Hold an asparagus spear with both hands, about 2 inches from the tip and the end. Gently bend the asparagus until it snaps. It will break at the point where the stem is too tough to be enjoyable; discard the stem. Repeat for all of your asparagus. Cook the asparagus in boiling water until crisp tender, 2-3 minutes. Drain and set aside.
Melt 3 tablespoons of the butter in a medium sauté pan set over medium-high heat. Add the shallots and garlic, and sauté until soft, about 5 minutes.
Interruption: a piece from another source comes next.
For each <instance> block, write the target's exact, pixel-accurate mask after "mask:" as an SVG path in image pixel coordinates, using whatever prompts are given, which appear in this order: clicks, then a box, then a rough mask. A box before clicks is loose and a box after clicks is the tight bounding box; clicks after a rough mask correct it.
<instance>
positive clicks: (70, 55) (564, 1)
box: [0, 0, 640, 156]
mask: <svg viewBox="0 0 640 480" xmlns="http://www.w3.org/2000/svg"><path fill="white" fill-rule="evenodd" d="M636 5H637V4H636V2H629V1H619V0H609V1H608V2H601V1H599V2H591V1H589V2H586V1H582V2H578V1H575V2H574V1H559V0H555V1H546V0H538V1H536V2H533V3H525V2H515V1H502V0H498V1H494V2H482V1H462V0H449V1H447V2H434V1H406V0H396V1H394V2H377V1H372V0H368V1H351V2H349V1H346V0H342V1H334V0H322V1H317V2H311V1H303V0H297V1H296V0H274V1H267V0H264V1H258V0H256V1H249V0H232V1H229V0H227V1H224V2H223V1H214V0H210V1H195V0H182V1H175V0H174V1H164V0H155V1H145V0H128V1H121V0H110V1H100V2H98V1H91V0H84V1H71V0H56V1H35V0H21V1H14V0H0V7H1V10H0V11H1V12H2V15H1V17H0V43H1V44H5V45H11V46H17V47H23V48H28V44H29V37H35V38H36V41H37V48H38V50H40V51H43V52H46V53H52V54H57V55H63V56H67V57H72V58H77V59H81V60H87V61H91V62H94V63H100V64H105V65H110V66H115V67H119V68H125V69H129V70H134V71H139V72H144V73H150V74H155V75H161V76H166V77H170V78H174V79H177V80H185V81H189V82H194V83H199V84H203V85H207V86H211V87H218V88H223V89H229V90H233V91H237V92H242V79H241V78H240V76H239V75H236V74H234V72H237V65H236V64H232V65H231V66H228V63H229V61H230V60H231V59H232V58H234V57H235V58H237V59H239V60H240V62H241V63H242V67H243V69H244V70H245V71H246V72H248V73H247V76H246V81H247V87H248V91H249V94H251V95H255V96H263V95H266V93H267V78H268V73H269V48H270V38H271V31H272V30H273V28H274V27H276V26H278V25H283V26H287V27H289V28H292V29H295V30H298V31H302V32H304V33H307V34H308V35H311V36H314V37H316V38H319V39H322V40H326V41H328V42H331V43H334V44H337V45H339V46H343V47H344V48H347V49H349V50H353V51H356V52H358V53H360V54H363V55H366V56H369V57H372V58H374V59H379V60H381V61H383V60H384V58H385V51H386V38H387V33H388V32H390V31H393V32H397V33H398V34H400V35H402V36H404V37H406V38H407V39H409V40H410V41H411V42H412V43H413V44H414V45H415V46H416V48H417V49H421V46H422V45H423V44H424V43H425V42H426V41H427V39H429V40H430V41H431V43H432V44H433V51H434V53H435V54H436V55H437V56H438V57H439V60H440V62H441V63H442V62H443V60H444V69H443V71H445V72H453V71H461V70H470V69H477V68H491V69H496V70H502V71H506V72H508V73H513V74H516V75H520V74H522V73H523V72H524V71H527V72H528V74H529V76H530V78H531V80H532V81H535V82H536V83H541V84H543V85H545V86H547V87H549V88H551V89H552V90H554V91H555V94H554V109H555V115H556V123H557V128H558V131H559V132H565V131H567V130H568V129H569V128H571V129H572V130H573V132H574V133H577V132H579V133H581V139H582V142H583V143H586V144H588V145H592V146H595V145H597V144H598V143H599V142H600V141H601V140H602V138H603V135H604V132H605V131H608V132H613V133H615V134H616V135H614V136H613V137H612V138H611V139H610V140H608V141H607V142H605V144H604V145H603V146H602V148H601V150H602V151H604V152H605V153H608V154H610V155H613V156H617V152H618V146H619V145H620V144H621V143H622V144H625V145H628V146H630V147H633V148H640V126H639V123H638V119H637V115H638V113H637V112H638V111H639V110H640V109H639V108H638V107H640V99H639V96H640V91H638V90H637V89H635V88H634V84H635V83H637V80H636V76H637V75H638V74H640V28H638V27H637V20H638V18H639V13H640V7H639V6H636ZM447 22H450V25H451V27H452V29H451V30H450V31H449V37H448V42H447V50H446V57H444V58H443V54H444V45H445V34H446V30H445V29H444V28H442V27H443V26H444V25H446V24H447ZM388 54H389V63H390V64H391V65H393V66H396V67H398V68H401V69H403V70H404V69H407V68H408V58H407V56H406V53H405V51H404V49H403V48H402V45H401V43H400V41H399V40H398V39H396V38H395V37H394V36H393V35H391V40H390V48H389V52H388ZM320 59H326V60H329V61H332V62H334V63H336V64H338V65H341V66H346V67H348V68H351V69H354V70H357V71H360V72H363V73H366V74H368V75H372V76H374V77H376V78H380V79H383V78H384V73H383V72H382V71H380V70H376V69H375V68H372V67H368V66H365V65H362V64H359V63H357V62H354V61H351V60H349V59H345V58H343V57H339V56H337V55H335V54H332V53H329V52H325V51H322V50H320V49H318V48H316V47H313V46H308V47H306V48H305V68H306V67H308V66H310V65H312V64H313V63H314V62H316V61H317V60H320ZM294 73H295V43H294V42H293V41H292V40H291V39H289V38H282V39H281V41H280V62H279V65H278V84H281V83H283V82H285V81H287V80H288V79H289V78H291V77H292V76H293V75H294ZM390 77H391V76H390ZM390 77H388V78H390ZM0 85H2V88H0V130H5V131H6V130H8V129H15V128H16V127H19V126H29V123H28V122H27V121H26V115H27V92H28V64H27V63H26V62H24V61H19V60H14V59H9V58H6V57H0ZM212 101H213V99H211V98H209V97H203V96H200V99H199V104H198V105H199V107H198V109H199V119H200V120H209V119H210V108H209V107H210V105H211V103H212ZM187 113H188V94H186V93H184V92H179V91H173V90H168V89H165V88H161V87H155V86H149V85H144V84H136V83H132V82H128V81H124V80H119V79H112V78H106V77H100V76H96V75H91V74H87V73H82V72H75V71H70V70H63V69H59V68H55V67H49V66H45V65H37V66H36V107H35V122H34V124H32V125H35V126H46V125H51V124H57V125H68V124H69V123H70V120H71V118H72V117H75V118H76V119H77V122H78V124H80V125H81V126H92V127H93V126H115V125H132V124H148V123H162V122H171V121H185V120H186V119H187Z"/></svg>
Add the artichoke hearts and mushrooms, and cook until tender, about 10 minutes. Season with ¼ teaspoon of the salt and ¼ teaspoon of the pepper. Set aside.
Melt 2 tablespoons of the butter in a small bowl. Add the cracker crumbs and stir well. Put ¾ of the cracker crumbs in a 9 x 13 inch casserole dish that has been greased with cooking spray. Spoon the artichoke mixture on top of the crumbs and top with the asparagus.
Melt the remaining 2 tablespoons of the butter in a saucepan set over medium heat. Add the flour and cook until it turns light brown and forms a paste. Slowly stir in the heavy cream, cayenne, paprika, remaining ¼ teaspoon salt, and the remaining ¼ teaspoon pepper. Cook, stirring, until the mixture thickens, about 10 minutes. Pour the sauce over the vegetables, and sprinkle with the cheese and the remaining ¼ cup of cracker crumbs.
Bake for 25-30 minutes, or until the sauce is bubbly and the cheese is melted.